Eu estava numa ala, com uma fantasia linda (tipo
melindrosa, verde e branca, que usei depois em muitos carnavais). Na entrada do
sambódromo, encontrei com a cantora Marlene, a preferida da Marinha, grande
estrela do rádio e da televisão a partir dos anos 1950. Ela estava com Cacalo,
filho de Mário Lago que, infelizmente, também já nos deixou.
Viemos conversando e, de repente, eu passei e eles foram
barrados Explicaram que eu estava com a fantasia da escola e eles não. Ninguém
reconheceu Marlene. Argumentei: “Gente, é a cantora Marlene, ‘É a maior!’, a
preferida da Marinha”. Deixaram-na entrar e barraram Cacalo que já estava p…
da vida. Argumentei de novo: “Gente, ele é o enredo, é filho do homem!!!” Aí
Cacalo entrou e se escafedeu no meio da escola.
Sobramos eu e Marlene, que estava sozinha, sem
acompanhante, sem ninguém da Associação Marlenista (seu fã clube que fazia tudo
por ela) e sem ser reconhecida por ninguém. Pior coisa para um artista, né?
Nisso, eu conversando com ela que fingia não se incomodar com o ostracismo.

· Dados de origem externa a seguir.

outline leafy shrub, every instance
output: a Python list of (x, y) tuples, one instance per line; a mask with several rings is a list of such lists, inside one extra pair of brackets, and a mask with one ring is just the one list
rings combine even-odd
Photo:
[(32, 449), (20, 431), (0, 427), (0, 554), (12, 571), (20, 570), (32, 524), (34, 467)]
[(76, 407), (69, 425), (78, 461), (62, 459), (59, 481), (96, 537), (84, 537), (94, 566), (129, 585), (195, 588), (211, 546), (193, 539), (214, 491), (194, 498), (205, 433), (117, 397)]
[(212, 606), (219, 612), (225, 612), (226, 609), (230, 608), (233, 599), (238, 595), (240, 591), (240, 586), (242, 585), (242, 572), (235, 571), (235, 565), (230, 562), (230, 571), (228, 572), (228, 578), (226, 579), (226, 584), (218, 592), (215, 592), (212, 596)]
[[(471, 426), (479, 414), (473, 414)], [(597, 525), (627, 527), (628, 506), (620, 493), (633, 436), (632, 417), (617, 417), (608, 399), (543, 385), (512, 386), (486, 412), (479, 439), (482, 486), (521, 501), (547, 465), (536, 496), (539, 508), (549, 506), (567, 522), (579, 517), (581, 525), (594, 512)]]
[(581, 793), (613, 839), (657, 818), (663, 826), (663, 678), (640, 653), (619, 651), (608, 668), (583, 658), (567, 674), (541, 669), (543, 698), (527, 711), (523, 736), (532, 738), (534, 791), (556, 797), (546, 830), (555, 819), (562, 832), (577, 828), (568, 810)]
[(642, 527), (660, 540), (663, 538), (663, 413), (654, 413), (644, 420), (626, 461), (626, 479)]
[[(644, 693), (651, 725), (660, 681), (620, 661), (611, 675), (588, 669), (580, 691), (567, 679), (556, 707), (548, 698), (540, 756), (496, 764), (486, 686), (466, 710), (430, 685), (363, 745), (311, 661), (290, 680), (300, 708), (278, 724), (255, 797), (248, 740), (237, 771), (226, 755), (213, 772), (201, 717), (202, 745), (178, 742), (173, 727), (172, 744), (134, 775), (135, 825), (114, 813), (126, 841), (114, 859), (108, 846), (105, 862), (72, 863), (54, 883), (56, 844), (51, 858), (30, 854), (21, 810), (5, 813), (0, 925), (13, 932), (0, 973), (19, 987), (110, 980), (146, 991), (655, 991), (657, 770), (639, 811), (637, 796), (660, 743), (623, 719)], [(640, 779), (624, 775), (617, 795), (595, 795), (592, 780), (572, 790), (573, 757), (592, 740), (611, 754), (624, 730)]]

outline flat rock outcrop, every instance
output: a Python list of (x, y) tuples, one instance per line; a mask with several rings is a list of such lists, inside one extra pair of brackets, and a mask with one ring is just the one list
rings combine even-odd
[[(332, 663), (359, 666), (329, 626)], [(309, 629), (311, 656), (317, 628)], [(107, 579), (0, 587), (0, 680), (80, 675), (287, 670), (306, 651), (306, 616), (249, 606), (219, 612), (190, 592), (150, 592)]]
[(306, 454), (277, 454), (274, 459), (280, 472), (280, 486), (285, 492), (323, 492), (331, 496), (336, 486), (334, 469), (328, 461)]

Nisso surge, Milton Gonçalves na minha frente. Não éramos
amigos, mas nos conhecíamos de algumas entrevistas, estreias de novelas etc.

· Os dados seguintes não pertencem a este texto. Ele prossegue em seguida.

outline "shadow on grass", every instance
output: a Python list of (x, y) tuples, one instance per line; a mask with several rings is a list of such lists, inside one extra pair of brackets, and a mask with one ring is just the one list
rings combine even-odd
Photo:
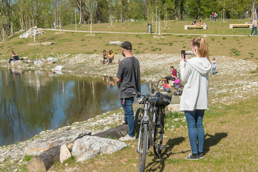
[[(155, 155), (152, 152), (150, 153), (147, 158), (152, 157), (153, 157), (153, 158), (152, 159), (152, 162), (146, 165), (145, 169), (148, 168), (148, 171), (158, 171), (158, 169), (159, 169), (159, 171), (160, 172), (163, 171), (165, 167), (165, 164), (164, 162), (165, 162), (166, 160), (171, 155), (175, 153), (172, 153), (171, 152), (171, 150), (175, 146), (179, 145), (185, 139), (185, 138), (184, 137), (180, 137), (170, 139), (168, 141), (165, 145), (165, 149), (161, 151), (161, 154), (160, 155), (163, 161), (163, 163), (161, 163), (159, 157), (155, 157)], [(153, 149), (153, 147), (151, 147), (150, 148)]]
[(222, 138), (227, 136), (228, 134), (224, 132), (215, 133), (214, 135), (208, 134), (205, 134), (205, 138), (207, 136), (210, 137), (210, 138), (206, 138), (204, 140), (203, 154), (205, 155), (210, 150), (210, 147), (216, 145)]

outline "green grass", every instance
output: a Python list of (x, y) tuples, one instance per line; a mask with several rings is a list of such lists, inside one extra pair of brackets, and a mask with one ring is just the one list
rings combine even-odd
[(25, 155), (23, 158), (23, 161), (26, 162), (28, 162), (31, 158), (34, 156), (34, 155)]

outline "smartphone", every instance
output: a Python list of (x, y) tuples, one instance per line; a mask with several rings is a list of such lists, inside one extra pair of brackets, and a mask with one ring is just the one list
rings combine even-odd
[(185, 50), (182, 50), (181, 51), (181, 54), (184, 55), (184, 59), (185, 59)]

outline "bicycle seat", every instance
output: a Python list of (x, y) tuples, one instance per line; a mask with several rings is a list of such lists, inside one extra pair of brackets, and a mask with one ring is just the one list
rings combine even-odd
[(157, 105), (161, 105), (163, 104), (163, 100), (159, 98), (151, 98), (149, 99), (149, 103), (151, 105), (156, 104)]

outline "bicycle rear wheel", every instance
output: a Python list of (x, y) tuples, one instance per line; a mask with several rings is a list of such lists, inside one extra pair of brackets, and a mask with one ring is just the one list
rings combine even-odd
[(140, 141), (140, 151), (139, 152), (139, 159), (138, 162), (138, 172), (143, 172), (145, 169), (146, 157), (148, 145), (148, 130), (147, 124), (144, 124), (142, 127), (141, 136), (139, 136)]
[[(164, 128), (164, 118), (162, 116), (162, 114), (161, 113), (160, 113), (159, 115), (161, 116), (161, 118), (160, 118), (160, 125), (162, 126), (163, 128)], [(158, 123), (158, 118), (156, 118), (156, 123)], [(154, 137), (153, 138), (154, 142), (156, 141), (158, 139), (159, 139), (159, 140), (157, 142), (157, 144), (162, 144), (162, 142), (163, 140), (163, 135), (161, 136), (161, 134), (163, 133), (163, 131), (161, 129), (161, 128), (160, 126), (159, 127), (155, 127), (154, 129)], [(159, 139), (159, 137), (160, 137)], [(159, 157), (159, 155), (160, 154), (161, 152), (161, 150), (159, 149), (158, 148), (156, 147), (155, 146), (155, 145), (153, 146), (153, 150), (154, 154), (155, 156), (157, 157)]]

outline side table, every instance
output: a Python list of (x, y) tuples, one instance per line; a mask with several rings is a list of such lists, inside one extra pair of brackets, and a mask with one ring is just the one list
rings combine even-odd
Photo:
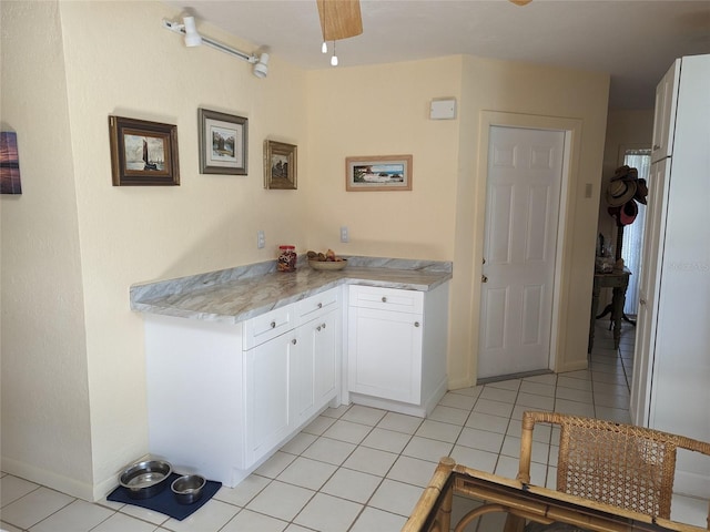
[(626, 301), (626, 289), (629, 286), (629, 277), (631, 270), (623, 268), (621, 272), (611, 272), (609, 274), (595, 273), (595, 284), (591, 291), (591, 317), (589, 323), (589, 344), (587, 352), (591, 352), (595, 345), (595, 320), (597, 319), (597, 310), (599, 307), (599, 293), (601, 288), (611, 288), (611, 321), (613, 321), (613, 348), (619, 348), (621, 339), (621, 318), (623, 317), (623, 303)]

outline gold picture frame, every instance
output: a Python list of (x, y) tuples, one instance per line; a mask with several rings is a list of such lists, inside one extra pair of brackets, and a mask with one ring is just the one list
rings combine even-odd
[(247, 174), (248, 119), (200, 108), (200, 173)]
[(297, 152), (294, 144), (264, 141), (264, 188), (295, 191), (297, 188)]
[(374, 155), (345, 158), (348, 192), (410, 191), (412, 155)]
[(109, 116), (113, 186), (180, 185), (178, 126)]

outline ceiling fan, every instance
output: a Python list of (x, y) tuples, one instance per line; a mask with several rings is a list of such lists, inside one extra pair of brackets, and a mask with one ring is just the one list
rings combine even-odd
[[(363, 32), (359, 0), (316, 0), (321, 16), (324, 41), (338, 41)], [(510, 0), (516, 6), (526, 6), (531, 0)]]
[[(516, 6), (525, 6), (531, 0), (510, 0)], [(316, 0), (321, 17), (321, 30), (323, 31), (323, 53), (327, 52), (327, 41), (357, 37), (363, 32), (363, 16), (359, 10), (359, 0)], [(331, 64), (337, 64), (335, 51)]]
[(324, 41), (338, 41), (363, 32), (359, 0), (316, 0)]

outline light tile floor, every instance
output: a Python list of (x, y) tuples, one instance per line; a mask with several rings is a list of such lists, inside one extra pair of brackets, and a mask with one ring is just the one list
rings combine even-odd
[[(598, 323), (588, 370), (450, 391), (427, 419), (362, 406), (329, 409), (239, 487), (222, 488), (184, 521), (130, 504), (88, 503), (2, 473), (2, 530), (398, 531), (443, 456), (515, 478), (525, 410), (628, 422), (633, 328), (623, 325), (616, 350), (607, 324)], [(536, 428), (535, 440), (532, 482), (554, 487), (554, 431)], [(678, 498), (673, 512), (673, 519), (703, 525), (707, 501)], [(487, 514), (470, 530), (501, 530), (501, 518)]]

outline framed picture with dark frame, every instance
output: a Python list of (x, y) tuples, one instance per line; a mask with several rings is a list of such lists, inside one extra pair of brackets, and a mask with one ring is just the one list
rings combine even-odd
[(200, 173), (246, 175), (248, 120), (209, 109), (199, 109), (197, 120)]
[(264, 188), (296, 190), (297, 146), (264, 141)]
[(113, 186), (180, 185), (178, 126), (109, 116)]
[(410, 191), (412, 155), (346, 157), (345, 190)]

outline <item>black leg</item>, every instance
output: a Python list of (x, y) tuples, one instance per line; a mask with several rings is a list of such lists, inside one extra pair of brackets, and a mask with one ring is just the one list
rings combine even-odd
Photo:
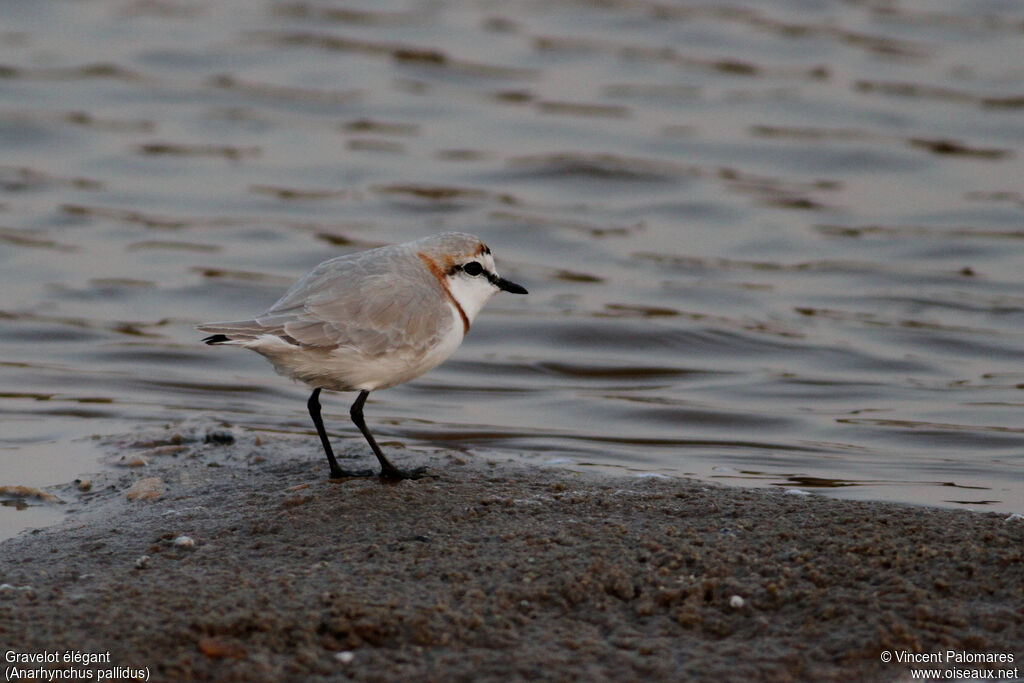
[(346, 472), (338, 467), (338, 461), (334, 458), (334, 450), (331, 447), (331, 441), (327, 437), (327, 431), (324, 430), (324, 419), (319, 414), (319, 387), (313, 389), (313, 393), (309, 396), (309, 401), (306, 403), (306, 407), (309, 409), (309, 417), (313, 419), (313, 425), (316, 426), (316, 433), (319, 434), (321, 443), (324, 444), (324, 453), (327, 454), (327, 462), (331, 464), (331, 478), (340, 479), (342, 477), (352, 476), (372, 476), (373, 472), (370, 470)]
[(362, 435), (367, 439), (367, 443), (373, 449), (374, 455), (377, 456), (377, 460), (381, 462), (381, 478), (382, 479), (419, 479), (423, 476), (423, 473), (427, 468), (418, 467), (412, 472), (406, 472), (404, 470), (399, 470), (397, 467), (391, 464), (391, 462), (384, 457), (384, 452), (381, 447), (377, 445), (377, 441), (374, 439), (374, 435), (370, 433), (367, 429), (367, 422), (362, 419), (362, 404), (367, 402), (367, 396), (370, 395), (369, 391), (360, 391), (359, 395), (356, 397), (355, 402), (352, 403), (351, 410), (348, 414), (352, 416), (352, 422), (355, 426), (359, 428)]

Ele armava a escola de samba, naquele momento fatal em que é preciso organizar
3 mil pessoas meio bêbadas, muito excitadas para fazer um lindo espetáculo.
Companheiro de muitas lutas artísticas e políticas de Mário Lago, Milton
Gonçalves estava lá pondo a escola na avenida.

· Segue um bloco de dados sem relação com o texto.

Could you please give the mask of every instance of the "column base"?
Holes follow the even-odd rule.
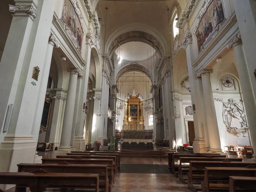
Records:
[[[204,138],[195,139],[193,142],[193,152],[195,153],[205,153],[207,149],[205,147]]]
[[[76,137],[74,141],[74,146],[76,150],[84,151],[85,150],[85,140],[83,137]]]
[[[33,139],[32,135],[6,134],[0,145],[0,172],[16,172],[17,164],[34,163],[36,145]],[[13,186],[0,185],[0,189],[6,190]]]

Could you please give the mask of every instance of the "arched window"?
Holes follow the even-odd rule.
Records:
[[[178,14],[177,12],[172,21],[172,29],[173,31],[173,37],[175,37],[177,35],[179,35],[179,28],[176,27],[176,25],[178,22]]]

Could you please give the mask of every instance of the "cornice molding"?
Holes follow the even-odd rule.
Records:
[[[53,46],[55,47],[58,48],[60,47],[60,44],[59,42],[57,41],[57,39],[55,37],[54,35],[53,35],[53,33],[51,32],[50,32],[48,42],[52,43]]]
[[[109,55],[108,55],[108,54],[103,54],[102,57],[103,58],[103,59],[105,60],[105,61],[106,61],[106,62],[108,63],[110,71],[111,72],[114,71],[114,69],[113,68],[113,66],[112,64],[112,62],[111,62],[111,60],[110,59],[110,58],[109,57]]]
[[[202,75],[205,73],[213,73],[213,69],[202,69],[198,72],[195,73],[195,79],[201,78],[202,77]]]
[[[184,35],[183,41],[182,42],[185,48],[186,48],[189,44],[192,43],[192,34],[191,33],[189,32],[187,32]]]
[[[227,46],[227,49],[232,48],[235,44],[238,42],[242,41],[242,38],[241,38],[241,34],[240,34],[240,32],[236,34],[236,35],[231,39],[231,40],[229,42]]]
[[[160,61],[159,63],[159,65],[158,65],[158,69],[157,70],[158,72],[160,72],[162,70],[163,67],[164,66],[165,62],[169,60],[171,57],[171,55],[166,55],[162,58],[161,61]]]
[[[37,13],[35,12],[36,8],[32,5],[23,6],[21,5],[15,6],[9,5],[9,11],[13,16],[29,16],[33,20],[36,17]]]
[[[189,21],[192,13],[195,9],[199,0],[189,0],[185,10],[181,11],[179,16],[179,19],[176,24],[176,27],[180,29],[183,29],[186,22]]]

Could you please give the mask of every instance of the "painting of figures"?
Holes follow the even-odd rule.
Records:
[[[70,0],[64,0],[61,19],[69,29],[67,32],[75,46],[81,51],[84,33],[75,8]]]
[[[195,35],[198,51],[200,51],[207,38],[211,36],[213,31],[225,19],[221,0],[212,0],[203,15]]]

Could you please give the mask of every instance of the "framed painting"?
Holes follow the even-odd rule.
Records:
[[[212,0],[207,9],[195,32],[198,51],[225,19],[221,0]]]
[[[61,20],[70,29],[67,33],[71,41],[81,51],[84,32],[75,8],[70,0],[64,0]]]
[[[36,66],[33,68],[33,73],[32,74],[32,78],[36,81],[38,81],[38,76],[39,76],[39,72],[40,69],[38,66]]]

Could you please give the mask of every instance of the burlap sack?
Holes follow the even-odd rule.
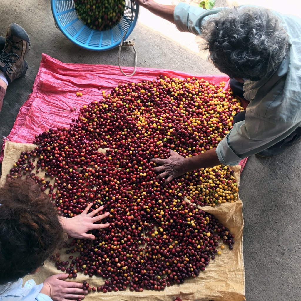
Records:
[[[12,165],[18,160],[21,151],[33,149],[33,144],[7,141],[2,165],[2,175],[0,186],[5,183],[6,175]],[[239,184],[240,166],[232,167]],[[166,287],[163,291],[144,290],[141,293],[125,291],[102,293],[91,292],[85,297],[87,301],[105,300],[106,301],[174,301],[179,297],[182,301],[242,301],[245,300],[244,289],[244,269],[243,253],[243,231],[244,220],[241,200],[233,203],[225,203],[213,208],[209,206],[201,207],[202,210],[213,214],[225,226],[235,235],[235,243],[232,250],[227,246],[222,251],[222,255],[216,256],[211,260],[204,272],[201,272],[194,279],[189,279],[182,284],[175,285]],[[218,250],[220,250],[218,247]],[[62,260],[67,260],[69,255],[61,250]],[[73,254],[75,255],[75,253]],[[41,283],[47,277],[60,272],[50,260],[45,262],[39,272],[34,275],[24,278],[24,281],[33,278],[37,284]],[[78,273],[76,281],[86,281],[90,285],[101,285],[104,280],[94,276],[85,276]]]

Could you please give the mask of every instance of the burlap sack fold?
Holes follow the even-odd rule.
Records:
[[[6,175],[13,164],[18,160],[21,152],[33,149],[36,146],[31,144],[7,141],[2,166],[2,175],[0,186],[3,185]],[[235,177],[239,183],[239,166],[233,166]],[[105,300],[106,301],[173,301],[178,297],[182,301],[242,301],[245,300],[244,290],[244,270],[243,253],[243,231],[244,220],[242,212],[242,203],[240,200],[233,203],[227,203],[212,207],[209,206],[200,207],[212,213],[220,222],[228,228],[235,235],[233,249],[229,250],[228,246],[222,250],[222,255],[216,255],[210,261],[204,272],[201,272],[194,279],[186,281],[182,284],[175,285],[166,287],[163,291],[144,290],[142,292],[130,292],[128,289],[123,292],[112,292],[104,294],[91,292],[85,299],[87,301]],[[218,250],[221,249],[219,246]],[[61,250],[62,260],[67,260],[69,255]],[[73,254],[75,256],[76,253]],[[69,259],[68,259],[69,260]],[[40,271],[34,275],[29,275],[24,278],[26,281],[33,278],[36,283],[41,283],[47,277],[61,272],[54,266],[54,262],[47,260]],[[101,285],[104,280],[94,276],[85,276],[79,273],[74,281],[83,282],[86,280],[90,286]]]

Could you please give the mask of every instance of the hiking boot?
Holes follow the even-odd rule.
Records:
[[[5,38],[0,36],[0,51],[2,51],[5,45]]]
[[[0,70],[4,73],[9,84],[26,73],[28,66],[25,57],[30,45],[23,28],[15,23],[9,25],[4,48],[0,54]]]

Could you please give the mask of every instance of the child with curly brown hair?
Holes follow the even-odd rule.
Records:
[[[95,239],[86,232],[107,227],[95,224],[109,215],[89,213],[92,203],[70,219],[59,216],[47,195],[29,177],[8,180],[0,188],[0,300],[61,301],[83,299],[82,283],[64,281],[67,274],[53,275],[37,285],[22,287],[23,277],[37,272],[61,244],[63,231],[76,238]]]

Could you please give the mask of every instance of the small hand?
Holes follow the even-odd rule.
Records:
[[[179,177],[189,171],[188,170],[187,158],[180,156],[177,153],[170,150],[170,156],[167,159],[153,159],[150,160],[161,166],[154,167],[156,172],[161,172],[156,178],[168,177],[163,184],[165,186],[175,178]]]
[[[40,292],[49,296],[53,301],[83,299],[88,291],[83,288],[82,283],[64,281],[68,276],[64,273],[51,276],[44,281]]]
[[[103,209],[103,206],[88,213],[93,204],[91,202],[80,214],[76,216],[69,219],[63,217],[61,218],[60,221],[63,229],[69,235],[76,238],[94,240],[95,239],[95,237],[94,235],[86,232],[91,230],[99,230],[109,226],[110,224],[108,223],[94,223],[107,217],[110,213],[109,212],[106,212],[103,214],[95,216]]]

Eu o chamei e disse: “Milton, a cantora Marlene já chegou
para participar do desfile”. Não precisamos falar mais nada. Um rápido olhar
dele entendeu que a estrela de outrora, já com seus quase 90 anos, estava
sozinha e perdida, sem ser reconhecida, o que mais machuca um artista,
especialmente se já foi muito famoso. Com sua inteligência e generosidade, ofereceu
o braço e Marlene e disse: “Obrigada por aceitar nosso convite. Seu lugar no
carro alegórico está reservado. Vamos lá”. No caminho, um fotógrafo registrou a
presença dos dois e o ego da estrela voltou a brilhar. Todo mundo ficou feliz.
Precisamos de muitos Miltons Gonçalves nesse mundo.
Ps. – quando contei essa história para minha mãe, alguns
dias depois, ela se espantou: “Pois é, tudo passa na vida, né? Marlene foi a
maior estrela da música brasileira. Andava com um séquito a servi-la”. Ainda
bem que tinha Milton Gonçalves por perto, né?